Linda Van Horn, RIP

The Beamers have lost one of our own, Rev. Linda Jane Van Horn, 53, this past week, due to a long-term autoimmune disease (lupus, for want of a better name) and its complications.  I knew Linda for 35 years, ever since we met as math majors in college.

She could be the Patron Saint of redshirts

She could be the Patron Saint of redshirts

Her lifepath took her to Duke divinity school and then to the ministry as a member of the Indiana conference of the United Methodist church.  She was the 4th woman ordained in the conference and served as a pastor for several parishes until her illness became disabling and shifted her to administrative duties while stationed in South Bend.  She was involved in AIDS ministry long before it was fashionable (as I liked to tell her).

Linda joined the Beamers “under duress”, as a penance for having dropped out of contact with me and then surreptitiously moving back home to Lyndhurst, NJ.  (Her Indiana friends laughed at the thought of Linda being “punished” by being made to  read science fiction and talk about it.)  She started attending meetings in 2009 and continued with regular attendance (aside from her annual Florida trip in February/March) until her illness forced her into a 3-month hospitalization that ended with her death.  She also was kind enough to take the meeting notes during my occasional absences and was published twice on our blog, once covering Galileo’s Dream and once for Clark Ashton Smith.

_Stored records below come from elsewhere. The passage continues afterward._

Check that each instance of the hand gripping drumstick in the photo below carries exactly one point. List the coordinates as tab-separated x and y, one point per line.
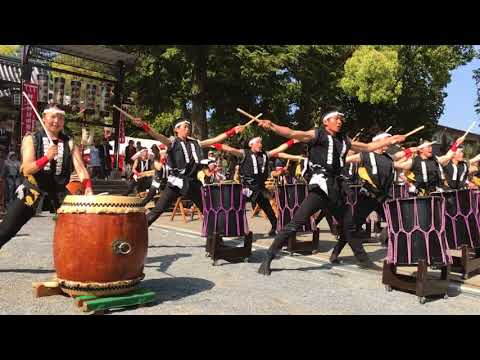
469	129
123	112
38	116
414	131
254	118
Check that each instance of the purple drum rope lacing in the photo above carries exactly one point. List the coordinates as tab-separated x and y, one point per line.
208	208
453	219
291	210
392	252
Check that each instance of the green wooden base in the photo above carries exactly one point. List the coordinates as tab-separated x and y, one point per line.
99	304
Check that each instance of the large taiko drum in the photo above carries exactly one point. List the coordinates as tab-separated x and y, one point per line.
100	244
416	231
224	210
288	198
461	218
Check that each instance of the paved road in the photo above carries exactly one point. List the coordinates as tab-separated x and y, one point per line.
186	283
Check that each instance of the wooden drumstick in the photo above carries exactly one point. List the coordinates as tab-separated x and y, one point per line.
469	129
38	116
123	112
414	131
254	119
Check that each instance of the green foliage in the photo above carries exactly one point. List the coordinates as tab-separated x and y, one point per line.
373	75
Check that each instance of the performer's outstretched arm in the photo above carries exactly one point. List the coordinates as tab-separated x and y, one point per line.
222	137
82	170
231	150
444	159
358	146
301	136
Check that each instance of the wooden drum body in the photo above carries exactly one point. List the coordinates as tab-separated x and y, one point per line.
100	244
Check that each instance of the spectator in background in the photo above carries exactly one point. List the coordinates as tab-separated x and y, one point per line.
105	159
12	176
95	163
130	150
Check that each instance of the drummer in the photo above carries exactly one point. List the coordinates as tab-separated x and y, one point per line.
46	169
328	147
377	173
183	162
457	171
254	172
141	163
427	169
160	177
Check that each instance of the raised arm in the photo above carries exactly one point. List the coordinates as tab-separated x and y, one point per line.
157	136
358	146
222	137
403	165
301	136
285	146
444	159
228	149
31	165
355	158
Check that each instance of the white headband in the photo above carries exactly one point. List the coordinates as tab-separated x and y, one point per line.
381	136
181	123
254	140
54	111
332	114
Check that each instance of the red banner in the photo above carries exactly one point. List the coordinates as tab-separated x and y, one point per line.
28	115
121	133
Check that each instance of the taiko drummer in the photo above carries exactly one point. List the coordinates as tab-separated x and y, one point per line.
46	169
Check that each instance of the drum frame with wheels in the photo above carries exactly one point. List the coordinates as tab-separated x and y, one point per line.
216	249
420	284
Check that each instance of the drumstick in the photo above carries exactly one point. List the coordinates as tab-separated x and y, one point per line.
123	112
426	144
254	119
414	131
469	129
38	116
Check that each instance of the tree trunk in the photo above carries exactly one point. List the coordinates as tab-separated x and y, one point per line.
199	79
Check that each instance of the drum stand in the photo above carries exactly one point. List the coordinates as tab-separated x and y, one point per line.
216	249
465	259
304	246
420	284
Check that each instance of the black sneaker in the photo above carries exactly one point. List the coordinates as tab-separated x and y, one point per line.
369	265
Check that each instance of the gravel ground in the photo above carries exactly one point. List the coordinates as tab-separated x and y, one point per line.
185	282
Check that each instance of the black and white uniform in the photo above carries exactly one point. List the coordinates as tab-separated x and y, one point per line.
183	164
381	171
49	182
158	184
327	191
254	172
456	175
429	176
143	183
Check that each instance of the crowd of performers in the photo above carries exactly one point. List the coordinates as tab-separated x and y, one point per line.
333	165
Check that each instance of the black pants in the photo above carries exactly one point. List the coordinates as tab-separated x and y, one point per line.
315	201
365	206
265	205
18	215
171	194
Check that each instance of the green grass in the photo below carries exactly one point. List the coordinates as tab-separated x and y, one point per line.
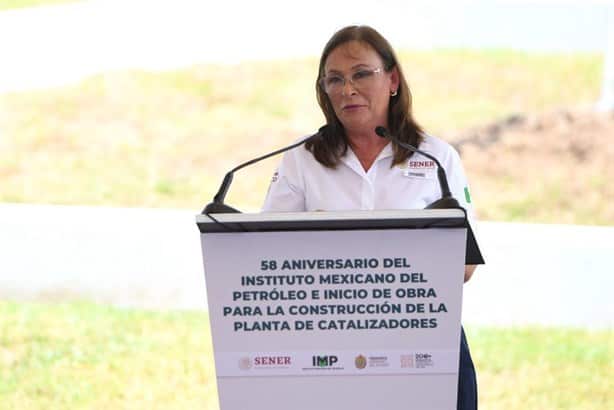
86	356
18	4
166	139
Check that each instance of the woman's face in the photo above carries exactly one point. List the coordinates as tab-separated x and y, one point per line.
361	106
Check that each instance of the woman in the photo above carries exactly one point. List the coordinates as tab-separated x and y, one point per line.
361	86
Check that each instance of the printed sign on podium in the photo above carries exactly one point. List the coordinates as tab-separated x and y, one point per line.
335	310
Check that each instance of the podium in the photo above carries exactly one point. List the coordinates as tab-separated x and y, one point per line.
335	310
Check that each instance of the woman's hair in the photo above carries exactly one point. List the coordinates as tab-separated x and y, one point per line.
333	144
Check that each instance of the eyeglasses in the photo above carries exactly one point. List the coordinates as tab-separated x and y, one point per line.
363	78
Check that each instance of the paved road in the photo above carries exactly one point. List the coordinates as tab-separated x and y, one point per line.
542	274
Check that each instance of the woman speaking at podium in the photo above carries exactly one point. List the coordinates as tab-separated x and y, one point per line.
348	166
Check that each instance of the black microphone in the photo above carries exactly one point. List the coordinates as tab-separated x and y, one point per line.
447	200
218	206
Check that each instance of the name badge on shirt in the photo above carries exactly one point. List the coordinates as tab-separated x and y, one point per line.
423	169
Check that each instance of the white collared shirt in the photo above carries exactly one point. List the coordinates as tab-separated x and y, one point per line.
303	184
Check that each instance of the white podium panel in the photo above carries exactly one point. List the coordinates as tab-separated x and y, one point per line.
345	319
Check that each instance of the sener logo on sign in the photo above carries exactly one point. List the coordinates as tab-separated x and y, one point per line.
272	361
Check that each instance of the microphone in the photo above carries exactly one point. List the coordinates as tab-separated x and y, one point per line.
218	206
446	201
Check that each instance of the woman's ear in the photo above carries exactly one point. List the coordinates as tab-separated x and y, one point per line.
394	80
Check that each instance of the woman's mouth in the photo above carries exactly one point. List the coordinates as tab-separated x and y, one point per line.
352	107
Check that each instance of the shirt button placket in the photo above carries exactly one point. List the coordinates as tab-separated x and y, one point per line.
368	190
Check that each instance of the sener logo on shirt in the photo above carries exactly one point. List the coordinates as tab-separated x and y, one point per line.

Linda was most fond of Kage Baker, another sf/f person who left us too soon.  Getting her an Advanced Readers Copy of The Best of Kage Baker won me serious points with Linda.  She also liked Philip Jose Farmer, a writer who united a strong “pulp” sensibility with contemporary literary skills and attitudes (e.g., a bit more mature and “adult” than the old euphemized stories of the original pulps).  She had a keen interest in matters of religion and spirituality, too, in her reading, and often examined worldbuilding in novels through the lens of beliefs and ecclesiastical matters.  Which is probably not a surprise for a person whose Master’s thesis was an examination of the latter chapters of the Book of Daniel that include the “Bel and the Dragon” episode.

Linda enjoyed visual works like comics, TV, and film genre offerings, too, being a devoted fan of Star Trek (her Indiana friends marvel still about her Xmas tree decorated entirely in Trek-abilia) and Doctor Who.  One of her last regrets was entering the hospital the day before the Doctor Who season-final episodes started to air in March.

Older movies of any genre (though perhaps musicals most of all) were also her passion, and nothing beat seeing Singing in the Rain on the “big screen” during its theatrical re-release last year (newly digitized and with commentary and interview of Debbie Reynolds), especially when she noticed that a key plot point in the movie happens on March 24 (her birthday).

And now, of course, with her passing, I am hoist by my own petard, as I must read everything twice, once for myself and once for Linda, to get her perspective on things since I cannot get her opinions directly.  Be careful for what you pray, she would probably tell me.  I will miss her very, very much.